Failure to Implement Restorative Ambulation Program for Resident With Limited Mobility
Penalty
Summary
The facility failed to provide appropriate restorative nursing services to maintain or improve range of motion and mobility for a resident with limited mobility. Facility policy on Restorative Nursing required that restorative programs be patient-specific and implemented according to the care plan to promote the patient’s ability to live as independently and safely as possible. The resident’s diagnoses included deforming dorsopathy and abnormalities of gait and mobility. A physical therapy discharge summary documented that the resident was to be referred to a restorative ambulation program to provide supervision and support for longer-distance ambulation with a rolling walker on the unit to attend activities.
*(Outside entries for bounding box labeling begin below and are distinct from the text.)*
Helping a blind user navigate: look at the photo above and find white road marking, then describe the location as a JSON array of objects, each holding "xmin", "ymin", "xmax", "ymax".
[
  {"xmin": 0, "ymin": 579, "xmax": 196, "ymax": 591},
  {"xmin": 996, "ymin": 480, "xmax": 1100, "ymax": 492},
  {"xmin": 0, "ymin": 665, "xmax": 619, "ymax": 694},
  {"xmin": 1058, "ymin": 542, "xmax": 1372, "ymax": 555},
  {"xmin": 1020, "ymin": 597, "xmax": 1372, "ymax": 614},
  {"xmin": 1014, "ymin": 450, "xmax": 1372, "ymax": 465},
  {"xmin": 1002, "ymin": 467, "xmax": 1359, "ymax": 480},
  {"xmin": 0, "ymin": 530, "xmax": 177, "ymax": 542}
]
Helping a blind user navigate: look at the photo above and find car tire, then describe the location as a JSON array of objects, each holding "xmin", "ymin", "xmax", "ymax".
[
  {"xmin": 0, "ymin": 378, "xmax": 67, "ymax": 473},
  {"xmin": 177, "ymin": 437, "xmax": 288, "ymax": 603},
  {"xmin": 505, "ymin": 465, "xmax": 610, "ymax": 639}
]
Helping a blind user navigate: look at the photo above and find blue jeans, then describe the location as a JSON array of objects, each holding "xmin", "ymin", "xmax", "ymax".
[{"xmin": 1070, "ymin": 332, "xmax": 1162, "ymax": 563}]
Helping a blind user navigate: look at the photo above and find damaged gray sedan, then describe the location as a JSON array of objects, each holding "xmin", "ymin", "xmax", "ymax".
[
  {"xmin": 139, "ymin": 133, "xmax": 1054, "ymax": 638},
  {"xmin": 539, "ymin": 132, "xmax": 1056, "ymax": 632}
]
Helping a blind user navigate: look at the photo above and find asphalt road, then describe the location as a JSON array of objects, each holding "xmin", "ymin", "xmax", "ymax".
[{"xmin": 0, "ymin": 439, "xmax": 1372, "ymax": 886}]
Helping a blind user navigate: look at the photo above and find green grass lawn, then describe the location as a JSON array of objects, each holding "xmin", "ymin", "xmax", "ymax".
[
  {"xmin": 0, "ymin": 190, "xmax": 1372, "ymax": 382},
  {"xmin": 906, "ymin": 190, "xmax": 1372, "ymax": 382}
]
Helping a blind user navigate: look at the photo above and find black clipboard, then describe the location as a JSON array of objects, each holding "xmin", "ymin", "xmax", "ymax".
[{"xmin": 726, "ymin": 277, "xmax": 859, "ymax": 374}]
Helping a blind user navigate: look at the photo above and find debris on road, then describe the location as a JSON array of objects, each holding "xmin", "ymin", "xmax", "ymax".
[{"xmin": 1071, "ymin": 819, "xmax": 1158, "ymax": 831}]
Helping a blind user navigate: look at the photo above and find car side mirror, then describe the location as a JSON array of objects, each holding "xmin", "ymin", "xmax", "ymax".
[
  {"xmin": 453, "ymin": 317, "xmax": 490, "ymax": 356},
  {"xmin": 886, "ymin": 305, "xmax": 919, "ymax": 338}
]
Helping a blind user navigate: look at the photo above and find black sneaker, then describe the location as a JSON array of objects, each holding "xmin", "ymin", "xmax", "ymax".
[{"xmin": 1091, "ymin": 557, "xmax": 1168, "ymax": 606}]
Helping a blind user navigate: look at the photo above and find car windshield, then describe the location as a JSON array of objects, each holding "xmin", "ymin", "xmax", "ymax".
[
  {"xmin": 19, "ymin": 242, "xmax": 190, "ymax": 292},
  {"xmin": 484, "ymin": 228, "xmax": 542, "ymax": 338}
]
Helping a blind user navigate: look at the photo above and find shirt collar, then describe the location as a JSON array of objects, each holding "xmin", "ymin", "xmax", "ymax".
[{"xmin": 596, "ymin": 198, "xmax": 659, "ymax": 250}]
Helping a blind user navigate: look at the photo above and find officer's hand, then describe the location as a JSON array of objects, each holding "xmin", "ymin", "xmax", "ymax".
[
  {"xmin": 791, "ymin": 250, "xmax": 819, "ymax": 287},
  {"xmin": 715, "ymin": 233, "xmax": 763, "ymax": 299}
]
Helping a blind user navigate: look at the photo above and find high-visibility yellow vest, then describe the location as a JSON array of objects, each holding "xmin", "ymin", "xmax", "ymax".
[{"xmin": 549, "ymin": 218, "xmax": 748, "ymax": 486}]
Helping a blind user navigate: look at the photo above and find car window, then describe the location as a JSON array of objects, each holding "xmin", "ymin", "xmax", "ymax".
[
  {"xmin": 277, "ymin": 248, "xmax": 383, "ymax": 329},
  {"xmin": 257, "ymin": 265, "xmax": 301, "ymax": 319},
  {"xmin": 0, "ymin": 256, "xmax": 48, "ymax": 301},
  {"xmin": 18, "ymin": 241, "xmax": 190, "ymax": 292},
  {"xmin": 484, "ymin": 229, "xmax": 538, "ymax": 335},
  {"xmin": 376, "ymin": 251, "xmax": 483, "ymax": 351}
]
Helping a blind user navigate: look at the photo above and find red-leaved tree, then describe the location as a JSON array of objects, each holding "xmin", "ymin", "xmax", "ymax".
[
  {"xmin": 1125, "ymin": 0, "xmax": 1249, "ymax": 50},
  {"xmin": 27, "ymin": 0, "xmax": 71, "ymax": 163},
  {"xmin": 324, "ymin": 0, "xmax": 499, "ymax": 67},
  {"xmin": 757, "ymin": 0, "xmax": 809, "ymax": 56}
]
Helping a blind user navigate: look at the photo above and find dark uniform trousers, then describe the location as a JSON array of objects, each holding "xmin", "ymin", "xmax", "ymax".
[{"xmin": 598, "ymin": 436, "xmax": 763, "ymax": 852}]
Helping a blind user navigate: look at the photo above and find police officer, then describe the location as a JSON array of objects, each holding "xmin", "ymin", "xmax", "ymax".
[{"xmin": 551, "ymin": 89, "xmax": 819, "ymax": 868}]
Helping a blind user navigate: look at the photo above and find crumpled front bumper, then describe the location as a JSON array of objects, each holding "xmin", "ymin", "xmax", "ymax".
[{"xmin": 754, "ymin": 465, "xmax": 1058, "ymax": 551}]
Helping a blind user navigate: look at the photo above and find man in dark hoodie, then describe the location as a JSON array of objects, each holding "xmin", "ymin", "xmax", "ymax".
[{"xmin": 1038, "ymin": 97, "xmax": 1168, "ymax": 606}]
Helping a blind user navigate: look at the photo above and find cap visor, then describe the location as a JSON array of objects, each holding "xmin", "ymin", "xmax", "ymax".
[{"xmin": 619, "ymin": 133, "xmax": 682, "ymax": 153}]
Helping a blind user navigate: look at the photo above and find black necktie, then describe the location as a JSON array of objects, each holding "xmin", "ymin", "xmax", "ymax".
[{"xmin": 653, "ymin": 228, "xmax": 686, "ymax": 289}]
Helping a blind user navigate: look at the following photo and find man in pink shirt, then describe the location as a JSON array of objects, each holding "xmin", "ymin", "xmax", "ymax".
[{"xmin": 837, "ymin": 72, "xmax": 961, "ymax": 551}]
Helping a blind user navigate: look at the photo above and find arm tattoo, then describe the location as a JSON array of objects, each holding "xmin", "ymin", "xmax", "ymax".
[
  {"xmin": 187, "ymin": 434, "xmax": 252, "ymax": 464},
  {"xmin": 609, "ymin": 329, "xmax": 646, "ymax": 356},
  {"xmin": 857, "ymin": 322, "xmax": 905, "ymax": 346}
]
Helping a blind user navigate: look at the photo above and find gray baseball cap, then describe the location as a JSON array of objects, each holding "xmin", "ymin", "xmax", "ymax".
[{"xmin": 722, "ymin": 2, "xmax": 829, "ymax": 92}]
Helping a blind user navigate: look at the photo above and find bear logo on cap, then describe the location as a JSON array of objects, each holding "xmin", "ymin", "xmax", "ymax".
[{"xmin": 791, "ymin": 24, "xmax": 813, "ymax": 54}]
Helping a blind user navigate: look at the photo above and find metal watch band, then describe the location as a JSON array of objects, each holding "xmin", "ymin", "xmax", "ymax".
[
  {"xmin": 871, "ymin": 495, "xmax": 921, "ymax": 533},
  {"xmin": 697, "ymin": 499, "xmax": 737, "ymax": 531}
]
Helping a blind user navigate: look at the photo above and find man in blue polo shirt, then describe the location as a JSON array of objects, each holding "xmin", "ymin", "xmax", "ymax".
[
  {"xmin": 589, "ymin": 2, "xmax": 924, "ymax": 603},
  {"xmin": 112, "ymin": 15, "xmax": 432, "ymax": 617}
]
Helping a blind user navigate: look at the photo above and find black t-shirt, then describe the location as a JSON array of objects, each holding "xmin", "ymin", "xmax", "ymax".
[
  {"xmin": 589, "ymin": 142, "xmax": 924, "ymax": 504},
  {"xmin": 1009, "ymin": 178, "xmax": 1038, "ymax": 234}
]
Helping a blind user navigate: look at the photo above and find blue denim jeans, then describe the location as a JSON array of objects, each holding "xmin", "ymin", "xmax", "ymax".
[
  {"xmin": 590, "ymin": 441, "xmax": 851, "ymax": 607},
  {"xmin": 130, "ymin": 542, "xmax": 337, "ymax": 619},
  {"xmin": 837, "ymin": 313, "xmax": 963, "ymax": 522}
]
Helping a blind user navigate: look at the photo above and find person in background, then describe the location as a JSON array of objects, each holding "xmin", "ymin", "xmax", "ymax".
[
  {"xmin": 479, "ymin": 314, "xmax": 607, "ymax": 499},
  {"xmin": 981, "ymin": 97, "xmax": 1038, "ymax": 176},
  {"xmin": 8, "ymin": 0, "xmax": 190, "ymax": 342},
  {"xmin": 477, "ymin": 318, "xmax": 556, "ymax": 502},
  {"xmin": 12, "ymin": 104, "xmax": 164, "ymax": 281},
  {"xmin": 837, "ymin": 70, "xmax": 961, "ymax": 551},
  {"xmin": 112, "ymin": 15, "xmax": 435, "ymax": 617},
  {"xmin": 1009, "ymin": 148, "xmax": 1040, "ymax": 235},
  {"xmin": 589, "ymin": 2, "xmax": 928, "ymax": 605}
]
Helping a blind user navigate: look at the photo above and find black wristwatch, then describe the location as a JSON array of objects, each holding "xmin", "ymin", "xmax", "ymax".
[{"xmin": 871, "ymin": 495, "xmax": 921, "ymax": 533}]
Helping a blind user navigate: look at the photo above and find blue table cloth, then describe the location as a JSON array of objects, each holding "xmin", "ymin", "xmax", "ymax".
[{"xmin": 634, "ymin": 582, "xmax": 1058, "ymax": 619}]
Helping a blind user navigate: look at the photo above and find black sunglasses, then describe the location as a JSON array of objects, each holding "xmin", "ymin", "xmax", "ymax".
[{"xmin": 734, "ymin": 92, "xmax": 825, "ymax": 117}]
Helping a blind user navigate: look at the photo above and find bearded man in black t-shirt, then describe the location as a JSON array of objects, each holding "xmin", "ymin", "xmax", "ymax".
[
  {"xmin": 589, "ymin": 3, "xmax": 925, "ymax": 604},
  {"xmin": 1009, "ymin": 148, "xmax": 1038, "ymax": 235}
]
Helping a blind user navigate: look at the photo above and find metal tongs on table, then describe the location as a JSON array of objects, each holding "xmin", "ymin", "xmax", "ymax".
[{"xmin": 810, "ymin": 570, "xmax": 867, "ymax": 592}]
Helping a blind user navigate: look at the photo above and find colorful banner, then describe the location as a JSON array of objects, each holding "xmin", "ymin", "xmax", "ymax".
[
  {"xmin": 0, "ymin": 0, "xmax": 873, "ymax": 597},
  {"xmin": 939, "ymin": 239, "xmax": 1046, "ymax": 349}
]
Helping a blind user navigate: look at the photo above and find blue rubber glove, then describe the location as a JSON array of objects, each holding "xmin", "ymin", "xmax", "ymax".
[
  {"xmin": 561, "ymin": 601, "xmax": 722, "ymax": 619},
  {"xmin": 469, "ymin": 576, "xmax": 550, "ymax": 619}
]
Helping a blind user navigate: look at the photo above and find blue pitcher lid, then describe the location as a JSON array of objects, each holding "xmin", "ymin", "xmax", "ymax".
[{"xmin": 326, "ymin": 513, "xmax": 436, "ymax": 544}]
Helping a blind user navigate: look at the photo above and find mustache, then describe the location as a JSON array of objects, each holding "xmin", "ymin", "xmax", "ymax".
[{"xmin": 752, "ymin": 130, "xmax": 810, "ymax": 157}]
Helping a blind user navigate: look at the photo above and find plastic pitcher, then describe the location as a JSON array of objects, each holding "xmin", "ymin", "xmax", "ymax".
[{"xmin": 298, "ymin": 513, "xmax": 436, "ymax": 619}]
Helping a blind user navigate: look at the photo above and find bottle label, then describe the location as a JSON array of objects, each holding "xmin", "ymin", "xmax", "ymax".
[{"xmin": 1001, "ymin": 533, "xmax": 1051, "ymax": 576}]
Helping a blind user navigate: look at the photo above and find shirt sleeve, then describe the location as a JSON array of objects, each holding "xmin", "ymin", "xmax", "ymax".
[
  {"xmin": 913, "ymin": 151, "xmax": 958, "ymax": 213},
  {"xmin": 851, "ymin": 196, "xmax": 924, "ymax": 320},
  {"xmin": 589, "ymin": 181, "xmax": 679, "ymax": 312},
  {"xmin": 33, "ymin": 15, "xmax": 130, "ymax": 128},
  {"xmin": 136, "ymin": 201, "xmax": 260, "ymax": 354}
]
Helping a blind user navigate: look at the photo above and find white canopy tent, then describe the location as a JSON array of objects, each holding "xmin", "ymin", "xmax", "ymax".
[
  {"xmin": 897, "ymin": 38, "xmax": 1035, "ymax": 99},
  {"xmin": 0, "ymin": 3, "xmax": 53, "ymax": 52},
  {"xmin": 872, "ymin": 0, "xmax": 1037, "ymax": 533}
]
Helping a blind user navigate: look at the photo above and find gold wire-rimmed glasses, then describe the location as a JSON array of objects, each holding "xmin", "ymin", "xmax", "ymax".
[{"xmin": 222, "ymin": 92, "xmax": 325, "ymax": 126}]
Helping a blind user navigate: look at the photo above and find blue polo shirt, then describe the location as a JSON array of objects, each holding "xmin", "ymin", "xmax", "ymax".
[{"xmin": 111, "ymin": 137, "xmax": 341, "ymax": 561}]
The resident’s care plan included a restorative ambulation focus with a goal for the resident to walk throughout the unit at least two times per day. Despite these orders and care plan interventions, restorative nursing documentation for the resident showed the program was repeatedly marked as “not applicable” on numerous dates, indicating that the restorative ambulation program was not being carried out. The resident reported that since discharge from therapy, she had only been assisted to walk in the hallway with her walker two to three times and expressed that it would be nice to walk every day. The DON later stated that the restorative program was titled incorrectly in the electronic system, which could have caused confusion for nurse aides, and that the task had been updated to reflect walking 100–150 feet. However, even after this correction, the restorative program continued to be documented as “not applicable,” and the DON acknowledged he would need to follow up on why the program was still not being implemented as expected.